Brendan Fraser's Oscar Win Leads to Weight Loss for Overweight Individuals

On March 12, Brendan Fraser won Best Actor for his leading role in “The Whale” at the Oscars, and I was not pleased. Fraser was awarded for a role where he wears a fat suit, pretends to choke on fried chicken and sandwiches and pizza, and literally eats himself to death. The movie is supposed to be a metaphor for love and redemption, but it fails to do anything close. His win is the confirmation from Hollywood that this is a good, worthwhile film and performance.

When I talk about my issues with “The Whale,” I feel pressured to add that I love Brendan Fraser; he’s great in “The Mummy!” He has spoken about his battle with depression and the pain he experienced at its depths, and I’m happy to see him navigate through those challenges and return to a career he loves. But that doesn’t excuse him from starring in a movie like “The Whale;” it actually makes it worse. People suffering from depression are ostracized and stigmatized in American society, and so are fat people. Instead of Fraser’s own journey leading him to greater empathy for and identification with those in larger bodies, he and his awards campaign used it as justification for why he deserved to win.

The movie also won for best makeup and hairstyling at the event, which was clearly because of the fat suit Fraser wore. On the broadcast, an unseen announcer said, “The team transformed Brendan Fraser into the whale through the first-time use of all-digital prosthetic makeup for a major feature. This pushed Fraser’s weight into the severest extreme without covering his face and allowing his emotional range of expression.” This is so dehumanizing; Fraser’s weight didn’t actually move in any direction; that’s the point of a fat suit. This implies that people who live at high weights live on the “severest extreme.” Plus, the whole idea of his unique, digitally enhanced fat suit is an overly complicated solution for a problem of the movie’s own making.

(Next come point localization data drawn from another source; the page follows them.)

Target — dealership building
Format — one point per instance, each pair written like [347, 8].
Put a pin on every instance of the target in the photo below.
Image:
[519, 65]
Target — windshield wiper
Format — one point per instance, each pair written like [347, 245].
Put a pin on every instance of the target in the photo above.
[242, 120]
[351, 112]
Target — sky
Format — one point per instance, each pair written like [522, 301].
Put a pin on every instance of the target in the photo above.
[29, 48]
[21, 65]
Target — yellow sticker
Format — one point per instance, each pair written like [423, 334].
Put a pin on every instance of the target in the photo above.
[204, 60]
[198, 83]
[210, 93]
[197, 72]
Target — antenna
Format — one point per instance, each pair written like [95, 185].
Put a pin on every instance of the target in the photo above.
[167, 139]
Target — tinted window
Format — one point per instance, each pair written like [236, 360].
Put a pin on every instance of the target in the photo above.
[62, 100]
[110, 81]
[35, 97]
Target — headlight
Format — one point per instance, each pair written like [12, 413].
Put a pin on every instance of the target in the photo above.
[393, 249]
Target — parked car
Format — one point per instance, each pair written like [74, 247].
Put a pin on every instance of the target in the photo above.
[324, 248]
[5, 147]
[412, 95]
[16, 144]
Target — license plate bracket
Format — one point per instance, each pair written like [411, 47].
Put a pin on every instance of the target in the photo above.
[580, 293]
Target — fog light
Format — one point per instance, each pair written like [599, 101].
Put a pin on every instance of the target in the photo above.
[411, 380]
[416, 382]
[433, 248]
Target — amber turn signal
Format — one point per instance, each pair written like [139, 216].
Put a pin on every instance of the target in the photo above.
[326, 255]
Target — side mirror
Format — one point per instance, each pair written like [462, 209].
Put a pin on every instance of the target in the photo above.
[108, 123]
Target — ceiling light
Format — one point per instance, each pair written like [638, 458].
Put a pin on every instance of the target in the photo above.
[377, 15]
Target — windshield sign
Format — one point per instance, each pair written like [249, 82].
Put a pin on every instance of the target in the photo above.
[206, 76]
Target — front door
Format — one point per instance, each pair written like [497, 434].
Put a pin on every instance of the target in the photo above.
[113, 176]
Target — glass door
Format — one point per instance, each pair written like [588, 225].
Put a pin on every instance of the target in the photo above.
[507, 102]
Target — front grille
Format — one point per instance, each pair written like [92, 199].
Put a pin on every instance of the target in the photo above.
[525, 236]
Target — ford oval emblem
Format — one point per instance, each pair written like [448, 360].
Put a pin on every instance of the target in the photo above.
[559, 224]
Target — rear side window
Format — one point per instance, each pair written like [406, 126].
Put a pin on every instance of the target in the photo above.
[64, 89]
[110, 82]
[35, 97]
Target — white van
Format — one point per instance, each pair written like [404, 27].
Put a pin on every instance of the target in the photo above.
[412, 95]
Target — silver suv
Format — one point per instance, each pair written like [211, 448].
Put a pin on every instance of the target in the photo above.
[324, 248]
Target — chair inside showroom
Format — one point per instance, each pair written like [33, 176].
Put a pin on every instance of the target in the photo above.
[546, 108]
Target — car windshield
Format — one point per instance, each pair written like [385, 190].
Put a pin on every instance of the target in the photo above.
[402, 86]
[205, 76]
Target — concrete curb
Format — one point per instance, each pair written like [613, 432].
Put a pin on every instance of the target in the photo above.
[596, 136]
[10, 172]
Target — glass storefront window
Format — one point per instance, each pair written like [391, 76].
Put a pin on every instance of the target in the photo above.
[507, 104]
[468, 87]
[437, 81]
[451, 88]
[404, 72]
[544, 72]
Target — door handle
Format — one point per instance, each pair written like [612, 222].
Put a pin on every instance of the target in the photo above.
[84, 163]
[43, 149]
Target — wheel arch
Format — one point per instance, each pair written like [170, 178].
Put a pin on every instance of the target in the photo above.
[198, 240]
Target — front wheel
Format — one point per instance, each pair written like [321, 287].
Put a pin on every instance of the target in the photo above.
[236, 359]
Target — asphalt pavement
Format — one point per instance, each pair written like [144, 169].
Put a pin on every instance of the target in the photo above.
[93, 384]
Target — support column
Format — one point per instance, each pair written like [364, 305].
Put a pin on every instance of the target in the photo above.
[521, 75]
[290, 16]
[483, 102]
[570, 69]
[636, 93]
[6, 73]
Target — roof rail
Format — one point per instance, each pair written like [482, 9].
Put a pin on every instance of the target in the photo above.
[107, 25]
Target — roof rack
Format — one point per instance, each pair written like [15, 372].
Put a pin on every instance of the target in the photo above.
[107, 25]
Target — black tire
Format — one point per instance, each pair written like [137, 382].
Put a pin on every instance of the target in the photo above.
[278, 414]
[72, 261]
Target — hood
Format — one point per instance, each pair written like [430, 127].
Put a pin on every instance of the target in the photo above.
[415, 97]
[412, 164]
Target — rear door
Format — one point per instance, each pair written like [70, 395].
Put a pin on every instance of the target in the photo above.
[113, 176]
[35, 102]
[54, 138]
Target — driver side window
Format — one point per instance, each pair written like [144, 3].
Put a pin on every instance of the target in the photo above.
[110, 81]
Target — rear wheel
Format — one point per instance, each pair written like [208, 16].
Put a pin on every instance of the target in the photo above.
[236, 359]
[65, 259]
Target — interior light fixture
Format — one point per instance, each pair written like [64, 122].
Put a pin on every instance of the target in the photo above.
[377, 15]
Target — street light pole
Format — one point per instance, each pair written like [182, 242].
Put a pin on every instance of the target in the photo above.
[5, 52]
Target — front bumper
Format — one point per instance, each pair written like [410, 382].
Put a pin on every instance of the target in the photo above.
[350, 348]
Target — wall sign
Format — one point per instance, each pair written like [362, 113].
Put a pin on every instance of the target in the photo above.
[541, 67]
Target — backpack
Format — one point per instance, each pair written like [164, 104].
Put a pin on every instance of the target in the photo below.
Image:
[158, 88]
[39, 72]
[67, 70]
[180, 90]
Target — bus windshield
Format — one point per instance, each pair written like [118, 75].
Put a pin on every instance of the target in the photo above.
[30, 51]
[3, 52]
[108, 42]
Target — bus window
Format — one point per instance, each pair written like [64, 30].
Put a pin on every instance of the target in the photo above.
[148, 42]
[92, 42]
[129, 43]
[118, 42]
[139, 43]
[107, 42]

Other nominees were also tapped for movies that employed fat suits. Colin Farrell wore one for “The Batman,” Tom Hanks and Austin Butler wore them for “Elvis,” Emma Thompson wore one for “Matilda,” Renee Zellweger wore one for NBC’s “The Thing About Pam,” Sarah Paulson wore one for 2021’s “American Crime Story: Impeachment,” Chris Sullivan wore one for “This Is Us,” Gary Oldman won best actor at the 2018 Oscars for his performance as Winston Churchill in “Darkest Hour” wearing a fat suit, and Eddie Murphy famously wore fat suits in the “Nutty Professor” and “Norbit” films.

There is rising backlash online about the use of fat prosthetics, but Hollywood doesn’t seem ready to listen. They seem more attached to star power than they are willing to give fat actors a chance. Even using an actor closer to Charlie’s size wouldn’t have fixed the many problems of “The Whale,” a movie that’s vicious in its hatred toward fat people and portrays a warped perception of fat lives. Jimmy Kimmel opened the evening with a joke about the weight loss drug Ozempic and the actors assembled before him, which was a tacit acknowledgment that for most people (and pretty much all women) to succeed in Hollywood, one must be thin.

After I published my review of “The Whale,” calling out its fatphobia back in December, Internet commentators accused me of not wanting to accept the truth of what it’s like to be fat. They claimed I just didn’t like it because I don’t want to admit that I’m going to die because I’m fat. Is that the empathy Fraser wanted to spread? That real fat people should be ignored for a fictionalized account?

I hope thin people who love and defend “The Whale” can examine why they find such a mean-spirited movie so moving and wonderful. I hope they realize the way their ingrained fatphobic attitudes have let them openly celebrate this film and Fraser’s success. I hope they open themselves up to work actually created by fat people that reflects their real lives.